The area being searched is in the same location where Becky, who disappeared between the end of 2002 and early 2003, was discovered after police vistied the site as part of their investigations into the murder of Sian O’Callaghan.

While it is not clear at this stage what information has prompted Wiltshire Police to return to the site, they have confirmed that it is linked to the investigation into Becky’s murder.

A Wiltshire Police spokes-man said: “As part of the reinvestigation into Becky Godden-Edwards murder, investigators have been at Becky’s burial site, a field in Eastleach, Gloucestershire.

“While at this location on April 10, a bone, believed to be human, has been discovered in the vicinity of Becky’s grave. Further identification work will be undertaken regarding this.

“Detective Chief Inspector Sean Memory is the new senior investigating officer.

He has taken over the case in recent months and has undertaken a review.

The investigation remains open and any forensic or investigative opportunities will be thoroughly explored.

“A specialist search team are conducting a search at the site.”

The spokesman said it could be a number of weeks before the new evidence is identified and it was not clear how significant it could be at this stage.

Attention was brought back to the site at the beginning of the week after new information came to light.

Landowner Anthony Kinch said the field is due up for auction next week, and he has been helping officers with their enquiries.

“I had a phone call at the beginning of the week from the police saying that they would be looking at the field again,” he said.

“They are reinvestigating and continuing on the work that they were doing before. The next thing I knew they had search teams out in the field.

“That particular field has a protected monument, so part of it is not open for use. The remaining part of the field we are able to cultivate. The whole field is taken up by an environmental scheme of one option or another.”

Anthony said he was not surprised when he was told the police would be returning to the site following a thorough investigation of the area in 2011.

“It was not a surprise to me that they want to revisit the field, because it is an ongoing investigation,” he said.

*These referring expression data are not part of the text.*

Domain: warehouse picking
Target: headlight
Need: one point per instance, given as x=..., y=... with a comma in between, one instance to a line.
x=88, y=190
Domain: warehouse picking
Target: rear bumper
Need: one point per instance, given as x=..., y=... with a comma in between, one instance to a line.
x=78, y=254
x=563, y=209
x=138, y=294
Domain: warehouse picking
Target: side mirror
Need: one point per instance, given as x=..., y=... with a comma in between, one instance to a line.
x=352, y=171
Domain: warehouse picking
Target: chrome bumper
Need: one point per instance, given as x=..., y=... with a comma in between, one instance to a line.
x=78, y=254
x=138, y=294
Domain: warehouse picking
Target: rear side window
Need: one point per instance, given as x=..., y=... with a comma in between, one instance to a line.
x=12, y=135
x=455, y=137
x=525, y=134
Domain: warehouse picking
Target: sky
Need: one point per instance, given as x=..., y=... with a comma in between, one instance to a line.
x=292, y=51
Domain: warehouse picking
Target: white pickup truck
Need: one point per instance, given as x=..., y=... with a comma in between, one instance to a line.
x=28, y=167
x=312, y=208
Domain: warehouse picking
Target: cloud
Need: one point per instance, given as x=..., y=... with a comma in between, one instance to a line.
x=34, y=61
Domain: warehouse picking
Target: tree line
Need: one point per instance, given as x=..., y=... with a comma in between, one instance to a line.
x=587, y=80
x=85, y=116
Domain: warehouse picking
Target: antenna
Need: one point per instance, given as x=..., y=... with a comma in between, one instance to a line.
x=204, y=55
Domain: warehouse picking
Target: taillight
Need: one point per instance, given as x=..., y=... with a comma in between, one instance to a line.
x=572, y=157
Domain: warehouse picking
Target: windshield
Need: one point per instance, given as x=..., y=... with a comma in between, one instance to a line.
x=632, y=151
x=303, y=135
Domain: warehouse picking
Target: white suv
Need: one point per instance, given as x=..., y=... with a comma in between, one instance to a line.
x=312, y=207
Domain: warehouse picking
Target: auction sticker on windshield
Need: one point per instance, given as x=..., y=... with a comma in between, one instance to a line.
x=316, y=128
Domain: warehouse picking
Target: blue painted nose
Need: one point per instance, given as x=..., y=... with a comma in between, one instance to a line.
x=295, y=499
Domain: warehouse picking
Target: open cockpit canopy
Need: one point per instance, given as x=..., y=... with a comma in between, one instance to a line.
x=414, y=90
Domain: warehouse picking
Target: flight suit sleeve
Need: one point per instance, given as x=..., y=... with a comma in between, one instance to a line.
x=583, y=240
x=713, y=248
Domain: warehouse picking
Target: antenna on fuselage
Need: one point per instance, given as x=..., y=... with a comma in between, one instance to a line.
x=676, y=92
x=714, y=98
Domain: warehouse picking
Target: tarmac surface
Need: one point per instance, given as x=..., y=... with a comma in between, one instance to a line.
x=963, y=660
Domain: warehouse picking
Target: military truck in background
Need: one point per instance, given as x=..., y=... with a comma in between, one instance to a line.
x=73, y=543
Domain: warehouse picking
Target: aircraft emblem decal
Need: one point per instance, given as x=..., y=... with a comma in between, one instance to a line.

“What was surprising was when they said they wanted to investigate a little bit further.”

A police spokesman added: “We continue to appeal to the public to contact us with any information relating to Becky’s disappearance in early 2003. All information will be treated in the strictest confidence.

“Wiltshire Police continue to offer support to Becky’s family.

“It is our intention to do everything we can to ensure Becky’s family get the closure they deserve by bringing Becky’s killer to justice.”

Anyone with any information should call Wiltshire Police on 101.

 

KILLER SERVING LIFE

DETECTIVES reopened the Becky Godden-Edwards file after mini-cab driver Chris Halliwell was jailed for life for the murder of Sian O’Callaghan.

The 49-year-old killer was originally charged with Becky’s death but it was withdrawn after a judge ruled there were breaches of police procedure rules by the lead officer, Detective Superintendent Steve Fulcher.

Halliwell, of Ashbury Avenue, Nythe, was told in October 2012 he would serve a minimum of 25 years in prison for the murder of office worker Sian, 22, after he abducted her from outside an Old Town nightclub on March 18, 2011.

But the second charge was withdrawn following four days of legal arguments at Bristol Crown Court after which a High Court judge ruled DSI Fulcher had breached the Police and Criminal Evidence Act.

He had not cautioned Halliwell during an impromptu interview at Barbury Castle and again failed to do so when the father-of-three took him aside near the Uffington White Horse and asked him ‘Do you want another one?’

The decision had left Becky’s devastated family, including her mother Karen Edwards and father John Godden, without justice for their daughter’s murder and after a drawn out court process and disciplinary proceedings against DSI Fulcher, the case appeared to go quiet. But the latest development, with forensic teams searching the field where Becky’s body was found little more than three years ago, suggests officers have continued working behind the scenes and may have now made a breakthrough in the case.

It comes after Detective Chief Inspector Sean Memory took over the handling of the case recently.

The senior officer has a reputation as a cold case specialist and in February was given an Excellence in Investigation Award from The Investigator magazine for Best Cold Case for leading a team of detectives in solving a gunpoint sexual assault of a 16-year-old girl more than ten years after it happened.